Наконец, решение назрело, час пробил – и все четверо вступили на тернистый путь: посвятили себя на служение Богу и Православной церкви нашей!

Не я один изумляюсь и радуюсь этому событию. Многие здесь и радуются, и дивятся.

И надо, конечно, радоваться на такой пример!

Надо радоваться этому случаю, как одному из самых поразительных примеров того религиозного обновления, которое становится у нас все заметнее и заметнее за последние годы.

Важность не в том самом, как обе эти четы совершат весь свой иноческий путь; не в том именно – хорошие ли, примерные ли выйдут из них монахи и монахини, или средние.

Это вопрос личный, индивидуально-духовный. Я же радуюсь теперь на них, думаю не столько о плодах подвижничества, сколько о потребностях веры и подвига веры; я думаю об идеале, к которому наконец-то стали многие русские люди на глазах моих стремиться, а не о том, насколько они к этому святому и ничем не заменимому идеалу могут приблизиться на практике земной жизни своей. Один приблизится больше, другой – меньше, но важно то, что религиозное настроение все растет и растет в высших общественных я умственных сферах наших.

Вот я живу уже скоро три года в уединении; вижусь с людьми редко; читаю только одну, иногда две газеты: новостей поэтому много знать мне трудно. А между тем я один на свою долю знаю много примеров, утешительных не только для человека лично верующего, но и для всякого русского, умеющего правильно любить свою Родину. Ибо что такое Россия без устойчивости Православия, без искренности православных чувств в сердцах ее лучших граждан?

Я знаю Оптину пустынь давно, уже скоро 16 лет, с 1874 года. В течение этих 16 лет я посещал ее часто; проживал и прежде в ней подолгу, и зимой и летом, и теперь живу около нее безвыездно, скоро будет четвертый год. И вижу большую разницу, большую перемену к лучшему. Потребность приближения к Церкви, к ее преданиям, потребность духовного руководства возросли на моих глазах.

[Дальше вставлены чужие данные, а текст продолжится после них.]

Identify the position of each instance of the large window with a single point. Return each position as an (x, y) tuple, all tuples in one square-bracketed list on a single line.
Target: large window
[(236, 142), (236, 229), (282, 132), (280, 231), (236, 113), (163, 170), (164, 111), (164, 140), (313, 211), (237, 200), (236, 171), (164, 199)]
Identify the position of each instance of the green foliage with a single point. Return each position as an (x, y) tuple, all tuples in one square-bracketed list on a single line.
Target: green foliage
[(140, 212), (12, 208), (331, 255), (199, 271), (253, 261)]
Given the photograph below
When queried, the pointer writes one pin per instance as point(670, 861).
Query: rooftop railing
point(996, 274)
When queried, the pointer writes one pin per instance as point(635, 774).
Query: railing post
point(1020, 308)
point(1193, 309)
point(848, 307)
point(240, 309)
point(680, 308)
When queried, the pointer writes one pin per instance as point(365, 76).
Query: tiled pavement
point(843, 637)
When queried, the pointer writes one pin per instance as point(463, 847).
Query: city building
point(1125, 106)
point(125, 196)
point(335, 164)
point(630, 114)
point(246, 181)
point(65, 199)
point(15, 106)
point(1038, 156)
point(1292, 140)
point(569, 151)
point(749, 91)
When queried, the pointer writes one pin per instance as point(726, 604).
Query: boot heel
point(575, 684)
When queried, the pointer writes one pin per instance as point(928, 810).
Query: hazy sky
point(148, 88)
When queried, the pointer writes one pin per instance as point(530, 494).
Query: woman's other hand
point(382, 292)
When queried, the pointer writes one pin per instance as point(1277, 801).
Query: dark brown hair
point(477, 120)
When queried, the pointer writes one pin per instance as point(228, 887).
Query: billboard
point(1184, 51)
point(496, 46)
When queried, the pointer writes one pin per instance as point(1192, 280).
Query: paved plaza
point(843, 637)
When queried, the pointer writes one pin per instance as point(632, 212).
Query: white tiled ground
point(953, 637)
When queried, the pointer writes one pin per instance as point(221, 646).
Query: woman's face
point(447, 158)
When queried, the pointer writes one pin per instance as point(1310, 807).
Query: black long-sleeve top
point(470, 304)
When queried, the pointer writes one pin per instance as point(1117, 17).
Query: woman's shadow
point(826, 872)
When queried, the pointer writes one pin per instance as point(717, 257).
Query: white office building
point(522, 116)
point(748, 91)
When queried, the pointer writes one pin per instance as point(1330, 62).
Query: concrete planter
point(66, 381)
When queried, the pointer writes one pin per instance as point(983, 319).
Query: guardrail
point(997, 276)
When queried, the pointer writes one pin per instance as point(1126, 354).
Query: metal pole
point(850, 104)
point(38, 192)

Все чаще и чаще стал с годами встречать людей, которые приезжают сюда не из одного любопытства и по одному только национальному чувству, которое влечет полюбоваться на нечто действительно русское, на нечто живущее теми началами, которыми жили предки наши, на русский благоустроенный монастырь. Нет! Доказательств очень много тому, что лично-религиозные нужды усилились много за последние года.

Желание видеть старцев, побеседовать с ними, посоветоваться, благословиться у них, – это только одно из проявлений того настроения, про которое я говорю.

Общество наше все более и более начинает интересоваться религиозными вопросами не для того только, чтобы «Православием, как камнем, бросить в нигилиста», по выражению Ю. Ф. Самарина, а для собственного просвещения. Чаще и чаще за последние десять лет видишь образованных людей, которые начинают понимать, что одна добрая нравственность, одна чистая этика не есть еще христианство: что основа христианства, прежде всего, в правильной вере, в правильном отношении к догмату. Молодые люди высшего образования и лучшего общества, родовитые дворяне хотят учиться богословию, слушают лекции в духовных академиях, желают стать священниками или монахами, – иные и становятся. Другие, всмотревшись ближе в условия монашеской жизни, пугаются трудностей этого пути; но, тем не менее, на них оправдываются слова И. В. Киреевского: «Кто хочет понять истинный дух христианства, тот должен изучить монашество». Следы этого изучения, этого общения с хорошими монахами не пропадают и для мирской нашей жизни, озабоченной и рассеянной.

Идеал высшего отречения, раз усвоенный и разумом, и сердцем, непременно отразится у одного больше, у другого меньше – на личных житейских вкусах, на государственных чувствах, на семейных правилах.

Монашество уже тем полезно для мирян, желающих утвердиться в христианстве, что оно учит прежде всего себе внимать, о своем загробном спасении заботиться, а «все остальное приложится»{3}. И как бы мы дурны ни были по натуре ли нашей, или по неблагоприятным условиям нашего прежнего развития, мы при подобном к себе внимании, при боязни согрешить, при памяти о Страшном Суде Христовом, станем все-таки и по отношению к другим людям хоть сколько-нибудь справедливее и добрее.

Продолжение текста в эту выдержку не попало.